4. Er bestaan verschillende soorten vervoersvoorzieningen:

a. een kilometervergoeding voor vervoer met eigen fiets of auto;

b. een vergoeding voor reizen met het openbaar vervoer;

c. een vergoeding voor begeleiding bij het reizen met het openbaar vervoer of de fiets;

d. aangepast vervoer per taxi, bus of touringcar, georganiseerd vanuit de gemeente.

 

Artikel 4. Kilometervergoeding eigen fiets of auto

1. Een leerling of zijn/haar ouders komt in aanmerking voor een kilometervergoeding wanneer:

a. De leerling ingeschreven staat op een school in het basisonderwijs met een godsdienstige of levensbeschouwelijke richting, speciaal basisonderwijs of speciaal onderwijs;

b. Aangetoond wordt dat de dichtstbijzijnde toegankelijke school op meer dan zes kilometer van de woning ligt.

2. De kilometervergoeding voor de fiets of auto is gelijk aan de door het Rijk vastgestelde belastingvrije kilometervergoeding over de kortste afstand tussen woning en school.

 

Artikel 5. Vergoeding voor reizen met het openbaar vervoer

1. Een leerling komt in aanmerking voor een vergoeding voor reizen met het openbaar vervoer wanneer:

a. De leerling staat ingeschreven op een school in het speciaal onderwijs als in artikel 1 lid j of een school voor voortgezet speciaal onderwijs in artikel 1 lid k;

b. Aangetoond wordt dat de dichtstbijzijnde toegankelijke school op meer dan zes kilometer van de woning ligt;

c. Aangetoond wordt dat de leerling vanwege een structurele handicap niet in staat is om zelfstandig of met begeleiding op de fiets van en naar school te reizen;

d. Aangetoond wordt dat het voor ouders onmogelijk is om de leerling zelf met eigen vervoer van en naar school te brengen of dit door een persoon in hun netwerk te laten doen, dan wel dat dit tot ernstige benadeling van het gezin zal leiden.

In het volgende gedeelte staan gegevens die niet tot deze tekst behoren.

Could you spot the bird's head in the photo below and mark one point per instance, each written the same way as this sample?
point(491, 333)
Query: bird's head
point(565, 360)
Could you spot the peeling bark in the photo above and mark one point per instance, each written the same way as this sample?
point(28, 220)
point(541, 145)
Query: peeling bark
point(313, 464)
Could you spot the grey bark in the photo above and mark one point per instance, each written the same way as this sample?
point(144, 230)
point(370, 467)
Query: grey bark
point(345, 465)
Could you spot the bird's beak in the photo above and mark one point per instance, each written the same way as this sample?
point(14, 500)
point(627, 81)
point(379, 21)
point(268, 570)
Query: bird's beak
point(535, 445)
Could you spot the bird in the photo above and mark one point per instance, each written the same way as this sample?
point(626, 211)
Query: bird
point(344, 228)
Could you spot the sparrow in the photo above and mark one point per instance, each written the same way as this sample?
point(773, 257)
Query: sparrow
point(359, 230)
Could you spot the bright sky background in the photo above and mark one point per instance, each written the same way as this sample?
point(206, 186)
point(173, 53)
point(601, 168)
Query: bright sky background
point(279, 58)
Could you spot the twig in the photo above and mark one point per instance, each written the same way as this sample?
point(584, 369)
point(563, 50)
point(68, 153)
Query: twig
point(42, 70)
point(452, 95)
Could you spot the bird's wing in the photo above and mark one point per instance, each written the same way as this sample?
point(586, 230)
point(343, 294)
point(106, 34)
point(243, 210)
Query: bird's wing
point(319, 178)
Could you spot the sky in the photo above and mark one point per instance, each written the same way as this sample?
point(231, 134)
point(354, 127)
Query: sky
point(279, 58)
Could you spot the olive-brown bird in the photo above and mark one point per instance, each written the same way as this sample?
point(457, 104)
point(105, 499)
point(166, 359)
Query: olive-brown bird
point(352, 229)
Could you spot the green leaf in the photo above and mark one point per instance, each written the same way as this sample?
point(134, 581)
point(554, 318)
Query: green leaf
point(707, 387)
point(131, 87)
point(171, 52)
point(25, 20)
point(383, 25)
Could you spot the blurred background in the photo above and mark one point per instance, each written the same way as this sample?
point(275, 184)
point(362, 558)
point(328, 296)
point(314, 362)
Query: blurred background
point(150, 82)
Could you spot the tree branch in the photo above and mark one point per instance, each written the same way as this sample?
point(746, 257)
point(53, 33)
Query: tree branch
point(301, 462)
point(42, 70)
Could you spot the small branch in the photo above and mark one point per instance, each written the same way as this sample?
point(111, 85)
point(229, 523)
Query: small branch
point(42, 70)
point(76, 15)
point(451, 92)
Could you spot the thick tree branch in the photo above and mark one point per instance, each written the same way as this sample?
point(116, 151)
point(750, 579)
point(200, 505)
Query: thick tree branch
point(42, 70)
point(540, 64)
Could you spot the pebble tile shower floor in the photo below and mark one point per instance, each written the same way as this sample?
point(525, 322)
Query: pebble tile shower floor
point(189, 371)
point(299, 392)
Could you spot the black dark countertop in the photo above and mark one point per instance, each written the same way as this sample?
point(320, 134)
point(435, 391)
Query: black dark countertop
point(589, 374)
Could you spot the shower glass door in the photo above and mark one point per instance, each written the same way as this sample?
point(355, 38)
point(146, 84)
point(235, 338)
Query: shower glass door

2. De gemeente verstrekt een vergoeding voor het reizen met het openbaar vervoer in de vorm van een vergoeding van gemaakte kosten, of een pas waarop alle abonnementen staan die noodzakelijk zijn om de reis van woning naar school en terug te maken met het openbaar vervoer.

 

Artikel 6. Vergoeding voor begeleiding bij het reizen met het openbaar vervoer of de fiets

1. Een leerling of zijn/haar ouders komt in aanmerking voor een vergoeding voor begeleiding bij reizen met het openbaar vervoer of de fiets wanneer:

a. De leerling staat ingeschreven op een school in het speciaal onderwijs als in artikel 1 lid j of een school voor voortgezet speciaal onderwijs als in artikel 1 lid k;

b. Aangetoond wordt dat de dichtstbijzijnde toegankelijke school op meer dan zes kilometer van de woning ligt;

c. Aangetoond wordt dat de leerling door een structurele handicap niet in staat is om zelfstandig of met begeleiding op de fiets van en naar school te reizen;

d. Aangetoond wordt dat het voor ouders onmogelijk is om de leerling zelf met eigen vervoer van en naar school te brengen of dit door een persoon in hun netwerk te laten doen, dan wel dat dit tot ernstige benadeling van het gezin zal leiden;

e. Aangetoond wordt dat de leerling door een structurele handicap niet in staat is om zelfstandig met het openbaar vervoer te reizen.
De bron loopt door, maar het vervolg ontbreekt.